The U. S. Forest Service has said that by 2012 the existing 19 large air tankers currently approved for use by the federal agencies will be either too expensive to maintain or no longer airworthy. The average age of the large air tankers is 50 years old.
Discussions about this have been going on since at least 2005 when Congress directed the USFS to come up with a strategic plan for procuring and managing aircraft for fighting wildfires. But that plan has never seen the light of day.
The new Agriculture Deputy Undersecretary Jay Jensen said the agency is working on the plan and it might be released by the end of the year. Senator Lisa Murkowski (R-Alaska) suggests that the plan should be released by September 30 so that it can be considered when preparing the next fiscal year’s budget.
According to a September 2, 1987 story in the New York Times, during the huge lightning bust in northern California when firefighters were battling hundreds of fires that year, they were assisted by 48 air tankers. In 2002 there were 44. Now we are down to 19, and according to the USFS that number could drop to zero in three years, unless some out-of-the-box decision making occurs.

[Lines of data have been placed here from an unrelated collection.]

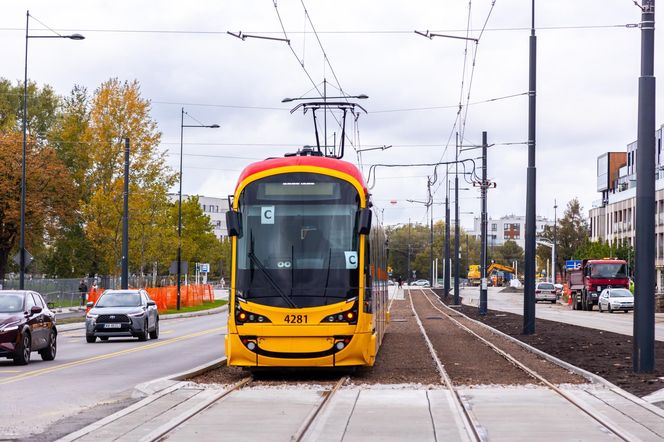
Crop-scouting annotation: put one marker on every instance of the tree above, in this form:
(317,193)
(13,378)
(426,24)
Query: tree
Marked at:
(118,111)
(49,202)
(507,253)
(42,108)
(571,233)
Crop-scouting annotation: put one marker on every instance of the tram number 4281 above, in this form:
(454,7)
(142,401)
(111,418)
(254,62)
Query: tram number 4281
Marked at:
(296,319)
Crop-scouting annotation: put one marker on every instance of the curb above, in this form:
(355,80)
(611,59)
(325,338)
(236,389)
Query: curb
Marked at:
(153,386)
(595,379)
(153,390)
(212,311)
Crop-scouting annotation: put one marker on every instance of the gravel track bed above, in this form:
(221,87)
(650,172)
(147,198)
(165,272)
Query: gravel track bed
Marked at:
(466,359)
(550,371)
(603,353)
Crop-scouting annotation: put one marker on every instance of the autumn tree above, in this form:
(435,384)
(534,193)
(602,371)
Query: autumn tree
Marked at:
(118,111)
(571,233)
(43,106)
(49,201)
(507,253)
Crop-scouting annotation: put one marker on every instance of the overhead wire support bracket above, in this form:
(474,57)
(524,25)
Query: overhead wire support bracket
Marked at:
(340,105)
(243,37)
(431,35)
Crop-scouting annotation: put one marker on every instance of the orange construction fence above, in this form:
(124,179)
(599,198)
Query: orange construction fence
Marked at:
(166,297)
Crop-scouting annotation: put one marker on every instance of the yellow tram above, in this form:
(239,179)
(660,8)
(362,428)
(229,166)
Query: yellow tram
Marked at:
(309,280)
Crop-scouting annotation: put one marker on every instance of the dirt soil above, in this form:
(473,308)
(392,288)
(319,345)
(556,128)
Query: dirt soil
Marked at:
(603,353)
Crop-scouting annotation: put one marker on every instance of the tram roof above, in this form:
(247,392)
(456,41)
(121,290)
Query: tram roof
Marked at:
(304,160)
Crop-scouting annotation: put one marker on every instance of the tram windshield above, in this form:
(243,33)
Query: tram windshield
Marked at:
(299,246)
(608,270)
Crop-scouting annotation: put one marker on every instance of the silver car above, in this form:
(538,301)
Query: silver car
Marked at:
(545,291)
(122,313)
(616,299)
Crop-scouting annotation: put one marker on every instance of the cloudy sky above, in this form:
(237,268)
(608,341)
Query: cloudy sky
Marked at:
(588,67)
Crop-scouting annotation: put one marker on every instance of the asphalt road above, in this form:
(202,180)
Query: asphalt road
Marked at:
(45,400)
(617,322)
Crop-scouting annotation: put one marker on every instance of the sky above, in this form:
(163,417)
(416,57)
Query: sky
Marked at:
(588,64)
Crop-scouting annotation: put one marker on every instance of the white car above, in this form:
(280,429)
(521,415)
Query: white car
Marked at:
(545,291)
(616,299)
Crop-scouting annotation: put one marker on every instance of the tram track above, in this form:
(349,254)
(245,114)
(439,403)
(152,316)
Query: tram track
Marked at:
(164,432)
(477,431)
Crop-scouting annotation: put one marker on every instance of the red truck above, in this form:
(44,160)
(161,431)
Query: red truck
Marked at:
(586,283)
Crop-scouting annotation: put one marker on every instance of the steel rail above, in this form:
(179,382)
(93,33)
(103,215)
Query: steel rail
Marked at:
(302,431)
(469,420)
(163,430)
(620,434)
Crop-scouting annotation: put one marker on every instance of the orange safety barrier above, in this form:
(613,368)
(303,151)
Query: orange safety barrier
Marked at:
(166,297)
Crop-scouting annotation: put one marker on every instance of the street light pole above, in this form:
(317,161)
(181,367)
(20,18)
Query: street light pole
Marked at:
(529,270)
(553,249)
(643,352)
(446,270)
(179,255)
(456,225)
(21,245)
(483,229)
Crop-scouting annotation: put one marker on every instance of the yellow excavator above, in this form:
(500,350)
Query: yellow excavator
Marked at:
(495,274)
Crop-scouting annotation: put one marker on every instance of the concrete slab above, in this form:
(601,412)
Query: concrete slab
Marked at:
(446,418)
(330,425)
(391,415)
(527,414)
(639,419)
(251,414)
(138,421)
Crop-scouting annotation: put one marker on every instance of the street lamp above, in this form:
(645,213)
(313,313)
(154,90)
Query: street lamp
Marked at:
(179,258)
(23,159)
(553,249)
(359,97)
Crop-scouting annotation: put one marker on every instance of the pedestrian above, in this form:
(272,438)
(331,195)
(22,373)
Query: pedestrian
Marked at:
(83,288)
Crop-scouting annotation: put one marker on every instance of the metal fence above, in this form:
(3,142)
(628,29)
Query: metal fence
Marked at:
(64,293)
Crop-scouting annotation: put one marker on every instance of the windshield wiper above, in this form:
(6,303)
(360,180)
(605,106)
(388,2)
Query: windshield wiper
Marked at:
(327,277)
(262,268)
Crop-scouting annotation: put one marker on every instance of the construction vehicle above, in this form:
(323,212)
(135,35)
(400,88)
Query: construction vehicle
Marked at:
(497,274)
(586,283)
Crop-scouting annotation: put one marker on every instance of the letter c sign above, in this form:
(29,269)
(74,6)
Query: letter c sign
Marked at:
(267,215)
(351,260)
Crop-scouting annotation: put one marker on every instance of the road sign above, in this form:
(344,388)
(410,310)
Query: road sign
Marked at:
(28,258)
(184,267)
(572,264)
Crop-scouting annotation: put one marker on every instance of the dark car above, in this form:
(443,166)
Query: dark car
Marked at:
(122,313)
(26,325)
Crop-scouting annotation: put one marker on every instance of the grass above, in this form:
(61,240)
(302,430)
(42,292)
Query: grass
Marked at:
(197,308)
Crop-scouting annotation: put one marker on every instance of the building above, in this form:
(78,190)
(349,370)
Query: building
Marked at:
(612,217)
(215,208)
(508,228)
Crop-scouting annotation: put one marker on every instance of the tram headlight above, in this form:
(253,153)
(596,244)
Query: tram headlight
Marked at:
(243,317)
(349,316)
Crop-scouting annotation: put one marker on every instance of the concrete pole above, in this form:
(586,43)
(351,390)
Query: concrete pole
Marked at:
(643,355)
(529,271)
(447,264)
(124,282)
(483,230)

Inspector General’s report
A report by the Department of Agriculture’s Inspector General assumes the replacement air tankers will have to be purchased, “due to the lack of manufacturers with this type of aircraft willing to lease them at a reasonable rate”. The USFS does actually rent, or lease, their lead planes and some other aircraft, but renting or purchasing air tankers would be a paradigm shift away from the current business plan of exclusive use contracts for the privately owned 50-year old air tanker fleet.

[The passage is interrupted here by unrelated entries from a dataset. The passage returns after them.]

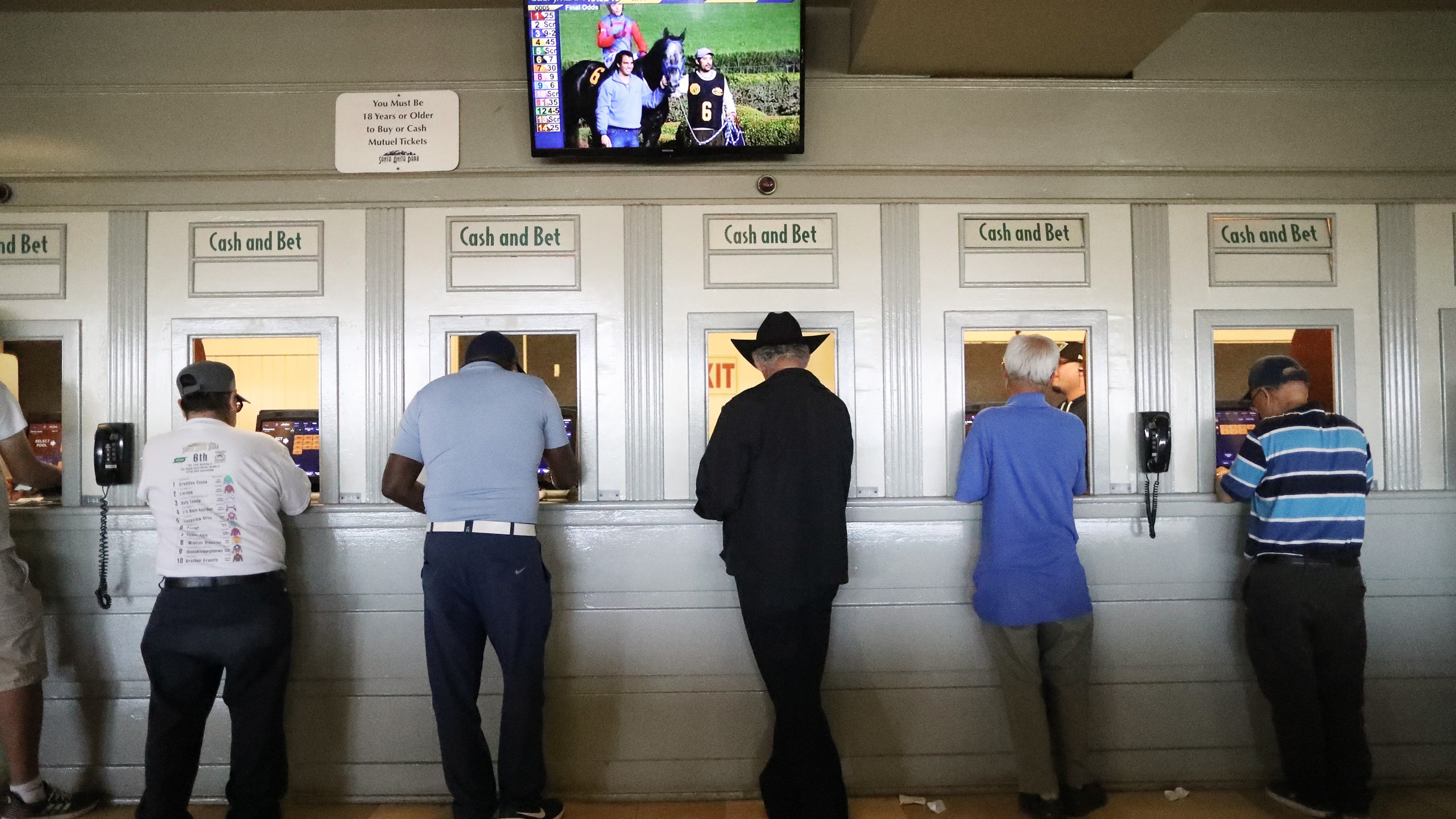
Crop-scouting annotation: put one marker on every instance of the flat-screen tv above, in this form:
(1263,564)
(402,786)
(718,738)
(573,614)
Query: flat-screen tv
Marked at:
(299,432)
(661,78)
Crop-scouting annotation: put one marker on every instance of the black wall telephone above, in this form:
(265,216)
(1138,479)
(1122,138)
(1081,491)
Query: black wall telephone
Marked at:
(1155,452)
(115,449)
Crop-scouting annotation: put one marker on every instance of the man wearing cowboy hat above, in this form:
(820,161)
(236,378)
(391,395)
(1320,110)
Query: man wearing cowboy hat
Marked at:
(776,473)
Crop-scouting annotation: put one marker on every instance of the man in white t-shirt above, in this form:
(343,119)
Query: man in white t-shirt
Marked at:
(216,493)
(22,640)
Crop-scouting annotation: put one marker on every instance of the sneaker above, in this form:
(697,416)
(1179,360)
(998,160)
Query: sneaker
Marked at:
(544,809)
(1037,808)
(1079,802)
(55,805)
(1289,797)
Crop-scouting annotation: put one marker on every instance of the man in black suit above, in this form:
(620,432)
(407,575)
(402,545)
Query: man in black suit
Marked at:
(776,473)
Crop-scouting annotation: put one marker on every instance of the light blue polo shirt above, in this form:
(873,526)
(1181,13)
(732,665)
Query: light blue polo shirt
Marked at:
(481,433)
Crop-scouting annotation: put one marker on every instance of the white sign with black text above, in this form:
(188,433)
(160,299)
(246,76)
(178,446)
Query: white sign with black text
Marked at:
(396,131)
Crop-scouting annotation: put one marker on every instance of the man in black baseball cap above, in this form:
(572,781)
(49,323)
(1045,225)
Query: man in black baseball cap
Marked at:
(1306,474)
(210,377)
(217,493)
(1070,379)
(1272,372)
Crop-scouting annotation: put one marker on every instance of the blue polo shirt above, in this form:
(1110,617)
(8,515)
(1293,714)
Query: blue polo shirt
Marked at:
(1025,461)
(481,433)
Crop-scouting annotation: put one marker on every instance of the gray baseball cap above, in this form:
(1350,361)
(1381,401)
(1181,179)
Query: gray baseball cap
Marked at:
(207,377)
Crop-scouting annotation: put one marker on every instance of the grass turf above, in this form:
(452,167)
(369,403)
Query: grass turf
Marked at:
(727,28)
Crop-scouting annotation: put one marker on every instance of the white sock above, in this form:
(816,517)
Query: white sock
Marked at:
(30,792)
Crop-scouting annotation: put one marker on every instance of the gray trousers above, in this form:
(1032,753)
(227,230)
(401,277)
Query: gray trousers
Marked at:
(1044,672)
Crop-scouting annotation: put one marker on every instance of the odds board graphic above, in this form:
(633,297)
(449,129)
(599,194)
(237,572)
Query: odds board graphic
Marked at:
(647,78)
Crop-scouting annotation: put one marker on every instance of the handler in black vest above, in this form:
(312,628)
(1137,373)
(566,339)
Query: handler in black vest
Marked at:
(776,473)
(710,102)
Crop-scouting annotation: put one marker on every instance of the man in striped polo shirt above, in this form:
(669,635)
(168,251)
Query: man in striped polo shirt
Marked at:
(1306,474)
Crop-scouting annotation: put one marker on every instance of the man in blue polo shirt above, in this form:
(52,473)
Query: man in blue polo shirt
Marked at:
(1306,474)
(1025,461)
(482,433)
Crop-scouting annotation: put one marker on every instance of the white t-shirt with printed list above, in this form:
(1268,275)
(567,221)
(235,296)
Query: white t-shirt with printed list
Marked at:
(12,421)
(216,493)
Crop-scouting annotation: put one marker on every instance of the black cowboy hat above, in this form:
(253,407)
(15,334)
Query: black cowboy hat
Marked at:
(778,328)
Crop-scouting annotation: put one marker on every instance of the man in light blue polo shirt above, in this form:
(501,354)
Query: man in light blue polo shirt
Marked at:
(482,433)
(1025,461)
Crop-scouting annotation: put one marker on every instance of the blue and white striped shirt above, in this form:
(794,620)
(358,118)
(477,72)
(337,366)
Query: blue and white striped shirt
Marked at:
(1306,474)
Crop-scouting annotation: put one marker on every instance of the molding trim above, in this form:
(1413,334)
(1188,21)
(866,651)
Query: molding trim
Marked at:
(1400,358)
(900,305)
(1152,307)
(127,331)
(643,251)
(383,340)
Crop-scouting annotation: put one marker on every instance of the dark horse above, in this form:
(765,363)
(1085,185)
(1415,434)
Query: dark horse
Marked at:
(580,84)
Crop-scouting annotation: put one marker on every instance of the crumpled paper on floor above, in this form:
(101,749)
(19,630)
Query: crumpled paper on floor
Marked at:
(934,806)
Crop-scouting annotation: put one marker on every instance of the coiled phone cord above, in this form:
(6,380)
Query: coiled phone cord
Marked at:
(102,595)
(1151,503)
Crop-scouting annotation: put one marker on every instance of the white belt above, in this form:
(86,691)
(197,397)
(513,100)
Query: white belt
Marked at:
(485,528)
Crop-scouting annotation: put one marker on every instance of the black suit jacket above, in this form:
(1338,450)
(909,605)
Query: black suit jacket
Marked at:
(776,473)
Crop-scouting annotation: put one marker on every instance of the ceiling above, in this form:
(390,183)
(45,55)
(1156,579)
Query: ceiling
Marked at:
(945,38)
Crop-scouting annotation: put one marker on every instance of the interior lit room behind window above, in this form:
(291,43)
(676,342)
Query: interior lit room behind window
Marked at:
(551,358)
(986,384)
(32,371)
(1235,350)
(730,374)
(280,379)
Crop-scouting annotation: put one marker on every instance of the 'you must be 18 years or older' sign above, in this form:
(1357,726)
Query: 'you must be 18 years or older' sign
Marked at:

$2.5 billion for new air tankers
The Forest Service has requested $2.5 billion to purchase a fleet of air tankers. The Inspector General’s report said the USFS needs to strengthen its justification for acquiring them. In addition, the report said they should develop a project team to oversee acquisition. The Forest Service replied they would only establish a project team after Congress approves the budget request for the aircraft, while the Inspector General said it should be established immediately.

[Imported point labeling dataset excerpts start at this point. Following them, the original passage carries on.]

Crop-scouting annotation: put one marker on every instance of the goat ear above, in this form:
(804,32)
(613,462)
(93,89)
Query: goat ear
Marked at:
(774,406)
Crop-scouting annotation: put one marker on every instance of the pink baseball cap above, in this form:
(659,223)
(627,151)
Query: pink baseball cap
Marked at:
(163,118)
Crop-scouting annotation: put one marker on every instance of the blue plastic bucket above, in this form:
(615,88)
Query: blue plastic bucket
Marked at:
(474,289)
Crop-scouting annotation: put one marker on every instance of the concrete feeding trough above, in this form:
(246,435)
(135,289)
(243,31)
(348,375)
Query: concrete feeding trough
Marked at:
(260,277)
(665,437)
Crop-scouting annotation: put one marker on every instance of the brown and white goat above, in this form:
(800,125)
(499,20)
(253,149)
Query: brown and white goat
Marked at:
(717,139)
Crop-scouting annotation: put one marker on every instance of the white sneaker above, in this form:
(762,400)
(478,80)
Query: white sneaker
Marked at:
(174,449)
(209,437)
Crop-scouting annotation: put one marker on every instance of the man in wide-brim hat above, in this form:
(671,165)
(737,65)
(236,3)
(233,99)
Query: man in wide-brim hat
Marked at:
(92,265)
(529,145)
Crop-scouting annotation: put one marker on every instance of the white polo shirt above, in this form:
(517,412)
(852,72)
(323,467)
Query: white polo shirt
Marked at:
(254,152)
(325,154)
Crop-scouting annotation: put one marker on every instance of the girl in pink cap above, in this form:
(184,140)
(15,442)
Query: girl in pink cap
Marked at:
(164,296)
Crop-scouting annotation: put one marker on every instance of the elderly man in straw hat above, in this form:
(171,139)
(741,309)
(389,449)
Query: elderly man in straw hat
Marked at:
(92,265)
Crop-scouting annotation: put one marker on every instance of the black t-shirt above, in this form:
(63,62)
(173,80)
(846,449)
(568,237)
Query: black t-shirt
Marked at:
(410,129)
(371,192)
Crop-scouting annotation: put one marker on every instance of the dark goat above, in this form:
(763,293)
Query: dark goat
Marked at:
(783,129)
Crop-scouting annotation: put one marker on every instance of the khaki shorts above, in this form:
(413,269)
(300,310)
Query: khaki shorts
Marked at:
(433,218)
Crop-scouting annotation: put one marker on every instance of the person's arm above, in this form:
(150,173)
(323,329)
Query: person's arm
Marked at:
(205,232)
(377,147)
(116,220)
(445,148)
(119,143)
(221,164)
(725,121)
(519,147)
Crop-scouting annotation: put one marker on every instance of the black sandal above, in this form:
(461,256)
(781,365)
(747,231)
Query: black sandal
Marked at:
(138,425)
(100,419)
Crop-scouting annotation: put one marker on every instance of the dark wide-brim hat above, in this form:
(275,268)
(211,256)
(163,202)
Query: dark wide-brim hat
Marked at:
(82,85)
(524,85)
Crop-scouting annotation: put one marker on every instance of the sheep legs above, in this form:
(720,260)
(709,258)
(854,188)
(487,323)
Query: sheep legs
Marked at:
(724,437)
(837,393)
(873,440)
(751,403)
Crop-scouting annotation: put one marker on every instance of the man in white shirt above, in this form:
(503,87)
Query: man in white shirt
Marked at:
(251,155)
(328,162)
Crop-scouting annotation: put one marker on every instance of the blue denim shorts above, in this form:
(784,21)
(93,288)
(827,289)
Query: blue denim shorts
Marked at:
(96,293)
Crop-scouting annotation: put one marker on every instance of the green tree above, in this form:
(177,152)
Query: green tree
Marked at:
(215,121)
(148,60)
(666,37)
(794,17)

Geeze. If someone is trying to give you $2.5 billion for a new fleet of air tankers, shouldn’t you accept their suggestions? And, what about finishing and releasing that replacement plan that was due in 2005?
The project team for replacing air tankers should have been established in 2002.
What is going on here? Arrogance? Laziness? A lack of accountability? Thinking that if we ignore the problem of aging air tankers it will go away? Yes, the air tankers may go away, but what will replace them?
And is anyone considering a purpose-built large air tanker that could carry at least 3,000 gallons of retardant that could maneuver in and out of canyons? That could take years to design and build. It’s too bad no one saw this problem coming, say, in 2002 when two very old air tankers, a C-130 and a PB4Y, broke apart in mid-air and killed five people.
If smart, proactive, decisive action had occurred then, by 2012 we would have had a shiny new fleet of safe, effective, purpose-built air tankers. But the Forest Service is STILL dragging their feet, seven years later. Maybe “by the end of this year” they will finish a replacement plan that was due in 2005? Can’t we do better than that?
I used to tell my firefighters, when urging them to be fire-ready at all times, “What if there was a fire–right now? Are you ready?” Will the United States be ready for a fire in 2012?